Please do! That's some great looking work!


----------



## skoronesa (Oct 27, 2015)

We have one customer that had an american standard one piece in gray. For DECADES steve had to deal with this pos. Guess who finally got to change it out last week  I thought that day would never come. I only had to work on it a couple times luckily. 

They're all crocks of metaphorical shizz now because they are low flush. I always rebuild old ones when I can.

For my money if I had to buy a new one I would get a mansfield.



.


----------



## The Dane (Feb 19, 2015)

skoronesa said:


> We have one customer that had an american standard one piece in gray. For DECADES steve had to deal with this pos. Guess who finally got to change it out last week  I thought that day would never come. I only had to work on it a couple times luckily.
> 
> They're all crocks of metaphorical shizz now because they are low flush. I always rebuild old ones when I can.
> 
> ...


I don't know if Mansfield has some better toilets but around here the Mansfield ones are cheap crappy ones

Sent from my BLN-L24 using Tapatalk


----------



## skoronesa (Oct 27, 2015)

The Dane said:


> I don't know if Mansfield has some better toilets but around here the Mansfield ones are cheap crappy ones
> 
> Sent from my BLN-L24 using Tapatalk


Well, I never get calls to unclog them. And we have one here at the shop that gets used by ~30 plumbers, heating guys, and apprentices. That one aint never clogged either.


.


----------



## PLUMB TIME (Feb 2, 2009)

The Mansfield with the 3" flush valve is a pretty good toilet and reasonably priced.
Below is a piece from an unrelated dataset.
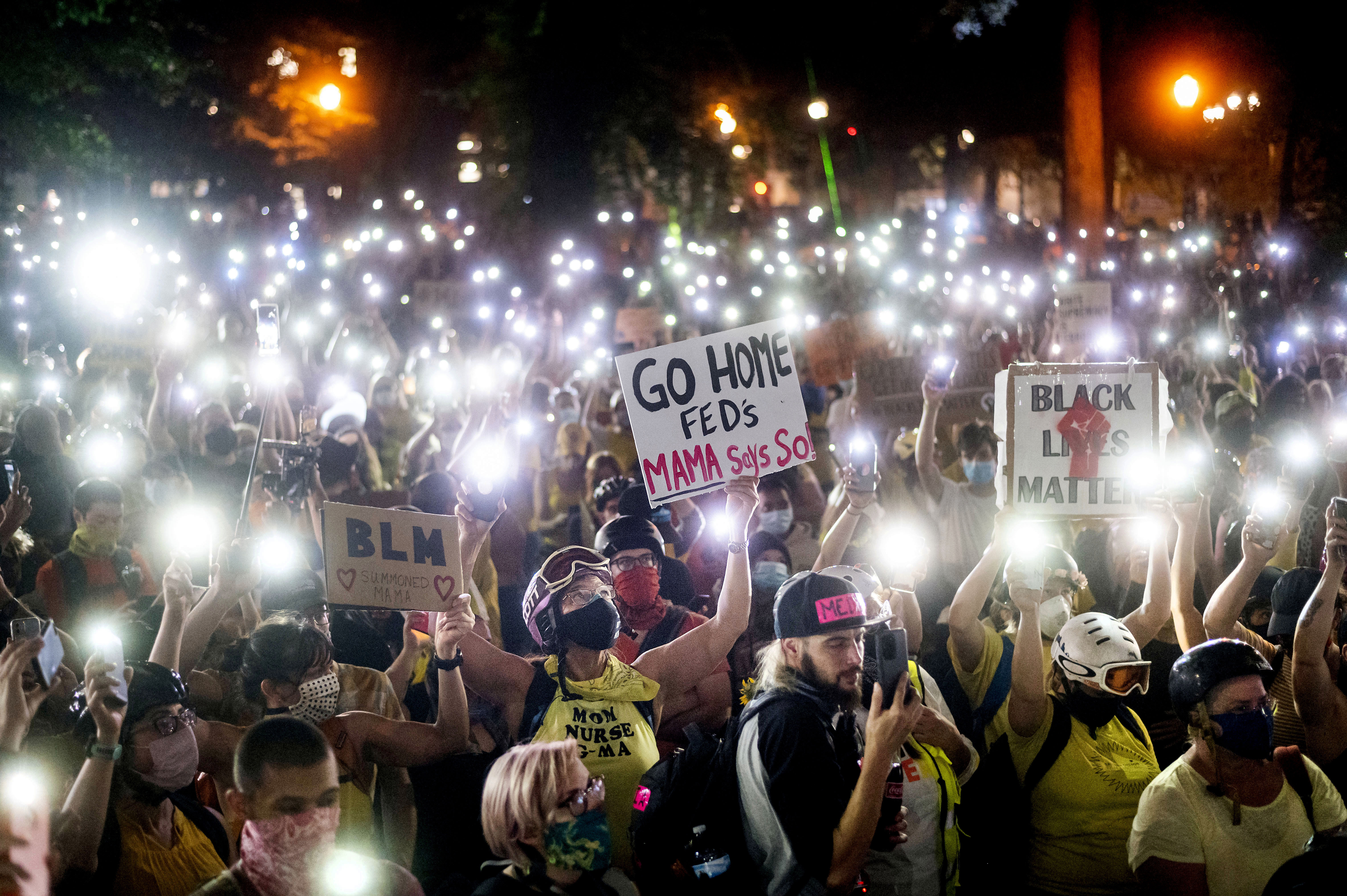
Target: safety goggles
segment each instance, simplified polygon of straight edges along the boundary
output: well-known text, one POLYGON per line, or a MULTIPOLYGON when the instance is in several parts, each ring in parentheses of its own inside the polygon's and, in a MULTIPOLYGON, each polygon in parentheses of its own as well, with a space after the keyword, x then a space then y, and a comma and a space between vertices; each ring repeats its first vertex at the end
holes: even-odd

Decent toilet when they dont want to spring for the pricier ones.


----------



## Alan (Jun 18, 2008)

Tango said:


> It's real solid as I tug in the shower towel daily.


I thought you said you had a GF?


----------



## ShtRnsdownhill (Jan 13, 2016)

Originally Posted by *Tango*  
_It's real solid as I tug in the shower towel daily._
I thought you said you had a GF?
:vs_laugh::vs_laugh::vs_laugh::vs_laugh::vs_laugh::vs_laugh::vs_laugh::vs_laugh::vs_laugh::vs_laugh:


----------



## Tango (Jan 13, 2018)

Alan said:


> I thought you said you had a GF?


I don't get it but it's surely a "get you head of the gutter" joke!:vs_bulb:

I don't know but if you have fantasies with a towel well it's disturbing. :whistling2:


----------



## ShtRnsdownhill (Jan 13, 2016)

Tango said:


> I don't get it but it's surely a "get you head of the gutter" joke!:vs_bulb:
> 
> I don't know but if you have fantasies with a towel well it's disturbing. :whistling2:



geez I guess you lost your sense of humor in canada, or are you not aloud to have one there?:vs_laugh:


do you want it explained?


----------



## Alan (Jun 18, 2008)

ShtRnsdownhill said:


> do you want it explained?


I do. :yes:


----------



## ShtRnsdownhill (Jan 13, 2016)

Alan said:


> I do. :yes:



hey its your joke..you should be explaining it to him...:wink:


----------



## Alan (Jun 18, 2008)

ShtRnsdownhill said:


> hey its your joke..you should be explaining it to him...:wink:


He's just gonna have to think about it a little harder I guess. :smile:


----------



## Alan (Jun 18, 2008)

All kidding aside, that is some really nice work on those bath accessories, Tango.

Great job.


----------



## ShtRnsdownhill (Jan 13, 2016)

Alan said:


> He's just gonna have to think about it a little harder I guess. :smile:


well if he keeps tugging, it will be hard enough...maybe....


----------



## Tango (Jan 13, 2018)

ShtRnsdownhill said:


> geez I guess you lost your sense of humor in canada, or are you not aloud to have one there?:vs_laugh:
> 
> 
> do you want it explained?


I guess my counter joke wasn't funny. :crying:

I'm not really sure if I want details on the original joke. :wink:

Edit : too late!


----------



## Tango (Jan 13, 2018)

Alan said:


> All kidding aside, that is some really nice work on those bath accessories, Tango.
> 
> Great job.



Thank you!

I want to post the rest of the bathroom with explanations but I'm over my head with counting all my bills and receipts for income taxes and also business taxes. I've already spent 5 full days working just sorting out and calculations. 

Then I have send those numbers to the father in law so he can do my personal income tax report.


----------